The morphological and MOG approaches have been used for a qualitative comparison.
Figure 12 illustrates the morphological approach, showing some frames along time, where the motion map and the texture information are shown, including several samples over time. Similarly,
Figure 13 displays various motion maps and background estimations from the contrast algorithm. Both approaches create a probabilistic model based on pixel intensity. However, using direct intensity values has the disadvantage of treating luminance changes as different values or compensating dynamically for the camera’s white balance, which can introduce significant noise into the motion map. In contrast, the morphological approach does not rely on pixel intensity; instead, it focuses on local texture information. By analyzing local information, this method extracts the structures of pixel intensities rather than just the intensity values themselves. This makes it more reliable under varying lighting conditions, effectively reducing motion noise in the motion map. In
Figure 12 and
Figure 13, in the background layer, the velocity convergence is illustrated. The estimated foreground layer is shown in grayscale. In the case of the proposed method, this reflects the learned information about local texture, while in the case of the reference algorithm, it represents the average intensity. It is evident that the proposed method focuses on the local texture structure, whereas the reference algorithm emphasizes pixel intensity. In
Figure 12 and
Figure 13, in the motion layer, the morphological approach demonstrates that texture information is effectively learned. This leads to increased robustness against local changes in lighting within the same video frame, resulting in improved classification of foreground and background planes based on texture. In contrast, the MOG approach relies on intensity sensing, which makes it more vulnerable to consistent lighting conditions.

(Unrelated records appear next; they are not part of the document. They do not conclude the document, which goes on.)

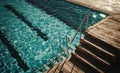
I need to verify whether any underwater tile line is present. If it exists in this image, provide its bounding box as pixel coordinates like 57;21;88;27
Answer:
4;5;49;41
27;0;77;30
0;31;29;71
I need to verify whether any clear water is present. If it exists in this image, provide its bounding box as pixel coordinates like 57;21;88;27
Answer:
0;0;107;73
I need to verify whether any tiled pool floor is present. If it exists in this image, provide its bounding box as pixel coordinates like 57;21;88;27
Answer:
0;0;107;73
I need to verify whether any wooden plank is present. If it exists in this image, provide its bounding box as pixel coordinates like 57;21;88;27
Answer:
77;46;110;66
72;52;104;73
81;39;115;58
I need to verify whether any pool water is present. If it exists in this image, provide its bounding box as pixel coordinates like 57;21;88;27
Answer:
0;0;107;73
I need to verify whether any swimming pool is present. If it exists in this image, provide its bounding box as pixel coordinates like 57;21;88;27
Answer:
0;0;107;73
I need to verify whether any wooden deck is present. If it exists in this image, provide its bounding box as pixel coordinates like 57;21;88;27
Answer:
45;15;120;73
67;0;120;14
87;15;120;50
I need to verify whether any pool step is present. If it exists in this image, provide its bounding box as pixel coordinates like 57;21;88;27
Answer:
71;51;105;73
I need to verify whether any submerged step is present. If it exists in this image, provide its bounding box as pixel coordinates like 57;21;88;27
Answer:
0;31;29;71
4;5;48;41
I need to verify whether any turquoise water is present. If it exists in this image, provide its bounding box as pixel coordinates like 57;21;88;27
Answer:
0;0;107;73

As noted, there are frames where objects appear fused, which is problematic when analyzing vehicles. In this regard, the morphological approach provides a more precise differentiation of vehicles while minimizing motion noise.

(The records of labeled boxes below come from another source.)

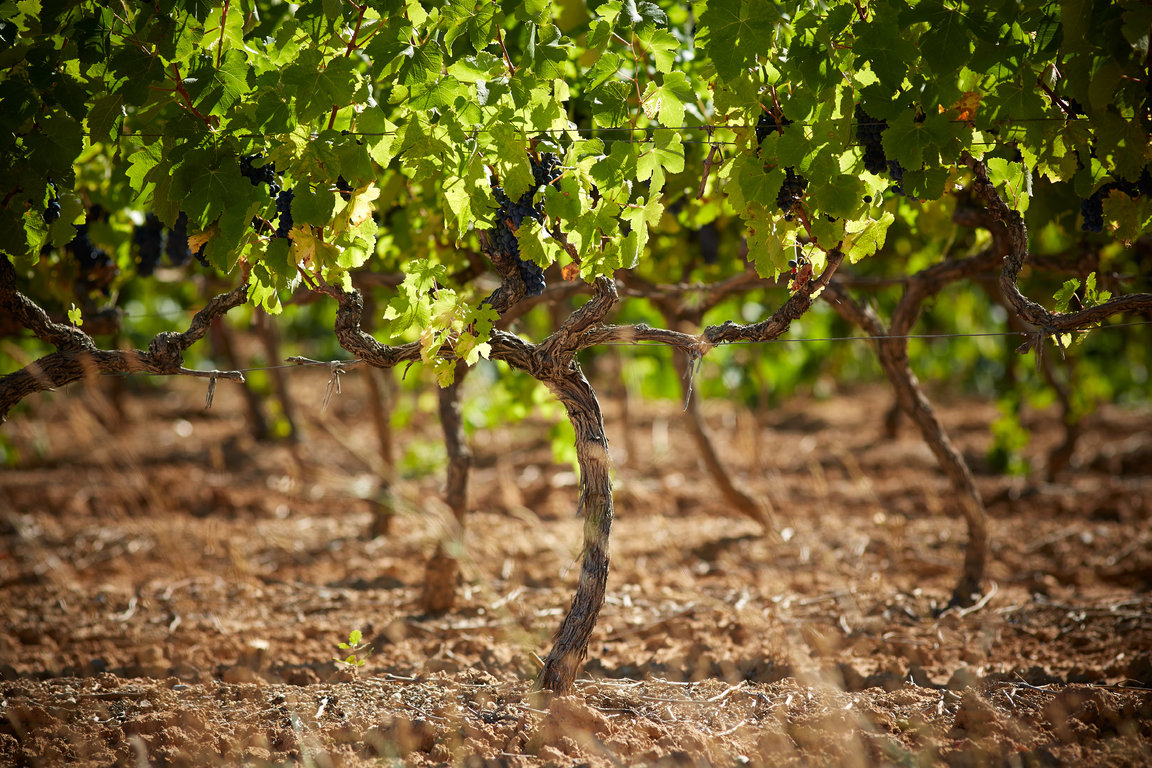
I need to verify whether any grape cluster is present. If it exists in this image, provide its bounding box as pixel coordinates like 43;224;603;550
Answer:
1081;168;1152;233
240;153;276;187
43;178;60;226
776;168;808;221
756;109;791;146
65;216;120;295
275;189;296;237
492;152;563;296
855;104;904;195
855;104;888;175
132;213;164;277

In motion detection, a colored map represents motion densities, which helps identify areas with heavy infrastructure use. This application is illustrated in
Figure 14, where a superimposed colored map shows vehicle density over time. The data were collected over a half-hour period at 3:00 PM in Mexico City. Vehicle patterns can be observed in this sample, highlighting different density zones. Notably, several areas exhibit varying densities in the lower section of the roundabout. This variation is due to the continuous flow of vehicles in that region.

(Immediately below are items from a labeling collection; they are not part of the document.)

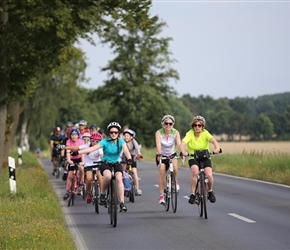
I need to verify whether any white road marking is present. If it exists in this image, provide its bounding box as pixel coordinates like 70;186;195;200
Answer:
228;213;256;223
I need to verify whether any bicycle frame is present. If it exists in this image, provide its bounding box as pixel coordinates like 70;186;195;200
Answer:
160;155;178;213
67;164;79;207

Finally, the criteria for detecting motion are effective in outdoor environments. The main contribution of this work represents a significant advance in modeling systems because it becomes fully modeled as a discrete task using mathematical morphology, which, in terms of computation, makes the development of discrete algorithms even more efficient than MOG approaches based on continuous spaces. The clear advantages come in the sense that the algorithm is a discrete model that is easy to implement on a computer with relatively low complexity because it has been implemented as an integer algorithm. These criteria facilitate quick convergence and establish a stable background subtraction model. The figure depicts scenarios where a drone is in motion, leading to an inconsistent background. In these cases, the proportion of the foreground suddenly increases, prompting the model to restart. Within a few frames, a consistent model for motion detection is established.